CAPITOLO XII Nonostante le proteste di Spock, Kirk guidò personalmente la spedizione di soccorso. Arrivarono nelle stesse coordinate della squadra di sbarco, ma trovarono l'area deserta. I membri della spedizione si strinsero gli uni agli altri, avvertendo la morsa del vento, mentre McCoy esplorava i dintorni con il tricorder. – Non registro forme di vita... un momento... qualcosa di molto debole. Da questa parte. – Si misero a correre. Quanto rimaneva della squadra di sbarco e degli archeologi era sparso all'esterno del prefabbricato, ora in rovina. Kirk si morse un labbro e chiuse gli occhi; un momento più tardi, riacquistato il controllo, raggiunse McCoy, chino su una figura prona. La dottoressa Vargas era quasi irriconoscibile.
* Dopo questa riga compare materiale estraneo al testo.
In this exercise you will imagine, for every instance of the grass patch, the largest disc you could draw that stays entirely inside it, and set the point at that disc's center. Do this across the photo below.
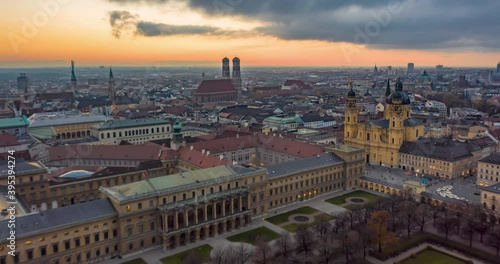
(406, 244)
(251, 236)
(317, 219)
(283, 218)
(340, 200)
(203, 251)
(432, 256)
(136, 261)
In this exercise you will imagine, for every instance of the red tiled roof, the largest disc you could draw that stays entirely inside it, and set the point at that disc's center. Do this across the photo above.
(196, 158)
(8, 140)
(119, 152)
(270, 142)
(215, 86)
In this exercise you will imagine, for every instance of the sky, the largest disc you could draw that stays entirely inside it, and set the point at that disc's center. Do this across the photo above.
(320, 33)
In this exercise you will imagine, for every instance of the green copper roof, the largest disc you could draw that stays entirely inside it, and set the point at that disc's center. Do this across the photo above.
(10, 122)
(131, 123)
(176, 182)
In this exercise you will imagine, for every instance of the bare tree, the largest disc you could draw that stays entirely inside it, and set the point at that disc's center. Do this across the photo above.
(340, 221)
(262, 252)
(192, 258)
(238, 254)
(284, 246)
(218, 255)
(305, 241)
(379, 223)
(407, 214)
(446, 222)
(365, 238)
(421, 214)
(495, 239)
(323, 226)
(326, 250)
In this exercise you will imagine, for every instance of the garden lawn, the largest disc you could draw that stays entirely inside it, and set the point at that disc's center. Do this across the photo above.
(317, 219)
(283, 218)
(251, 236)
(432, 256)
(203, 251)
(340, 200)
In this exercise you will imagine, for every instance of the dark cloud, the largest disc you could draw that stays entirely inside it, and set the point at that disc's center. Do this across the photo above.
(413, 24)
(124, 21)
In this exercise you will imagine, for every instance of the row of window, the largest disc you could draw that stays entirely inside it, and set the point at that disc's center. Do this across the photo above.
(136, 132)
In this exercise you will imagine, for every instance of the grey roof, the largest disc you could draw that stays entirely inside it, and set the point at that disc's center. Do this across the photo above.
(493, 188)
(384, 123)
(494, 159)
(299, 165)
(411, 122)
(441, 149)
(22, 167)
(132, 123)
(61, 217)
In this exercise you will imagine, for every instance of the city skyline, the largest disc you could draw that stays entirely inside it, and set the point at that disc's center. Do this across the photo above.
(262, 33)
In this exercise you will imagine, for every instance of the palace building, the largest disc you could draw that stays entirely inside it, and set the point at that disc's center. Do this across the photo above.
(382, 138)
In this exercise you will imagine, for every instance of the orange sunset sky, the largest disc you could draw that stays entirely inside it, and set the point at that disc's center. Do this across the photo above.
(34, 35)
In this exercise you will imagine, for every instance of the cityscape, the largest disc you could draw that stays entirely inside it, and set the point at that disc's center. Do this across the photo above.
(240, 132)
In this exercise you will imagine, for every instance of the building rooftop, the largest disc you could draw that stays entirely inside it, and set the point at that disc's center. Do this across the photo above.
(299, 165)
(132, 123)
(215, 86)
(22, 167)
(13, 122)
(62, 217)
(493, 159)
(177, 182)
(64, 118)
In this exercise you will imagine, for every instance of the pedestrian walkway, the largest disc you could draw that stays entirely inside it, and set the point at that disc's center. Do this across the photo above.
(153, 256)
(419, 248)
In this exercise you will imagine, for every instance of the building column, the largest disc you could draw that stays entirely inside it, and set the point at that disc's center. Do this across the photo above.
(215, 210)
(196, 215)
(205, 213)
(176, 221)
(223, 207)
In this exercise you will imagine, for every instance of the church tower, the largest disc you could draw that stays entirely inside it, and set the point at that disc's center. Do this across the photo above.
(73, 77)
(225, 68)
(111, 87)
(236, 78)
(351, 116)
(178, 138)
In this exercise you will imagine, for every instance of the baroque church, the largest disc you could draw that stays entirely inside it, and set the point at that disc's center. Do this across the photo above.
(382, 138)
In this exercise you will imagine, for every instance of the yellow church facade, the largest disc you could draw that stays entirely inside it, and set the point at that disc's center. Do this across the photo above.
(382, 138)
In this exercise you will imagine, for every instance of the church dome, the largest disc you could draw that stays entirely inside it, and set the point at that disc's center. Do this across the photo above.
(351, 93)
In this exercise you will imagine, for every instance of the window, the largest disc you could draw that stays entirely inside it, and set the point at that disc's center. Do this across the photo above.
(77, 242)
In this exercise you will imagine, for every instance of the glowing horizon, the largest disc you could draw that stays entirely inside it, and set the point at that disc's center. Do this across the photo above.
(82, 32)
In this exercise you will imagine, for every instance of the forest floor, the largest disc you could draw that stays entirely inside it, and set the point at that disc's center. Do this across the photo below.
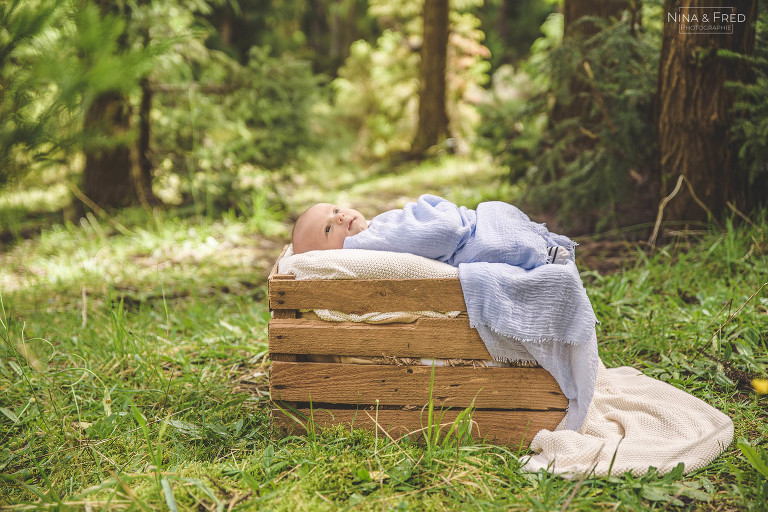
(133, 362)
Quando Kirk si avvicinò, McCoy intercettò il suo sguardo e scosse in fretta il capo. – Può parlare, Bones? – Ne dubito. Nell'udire le loro voci, la figura devastata si mosse e aprì gli occhi. – Kirk... – Il suono era così flebile che il capitano spinse McCoy da un lato e appoggiò quasi l'orecchio contro la bocca della donna; poi si rese conto che l'archeologa non ci vedeva, e le prese una mano. – Sono qui, dottoressa Vargas. Chi è stato? – ... Rom... – Potete somministrarle qualcosa che l'aiuti a parlare, Bones?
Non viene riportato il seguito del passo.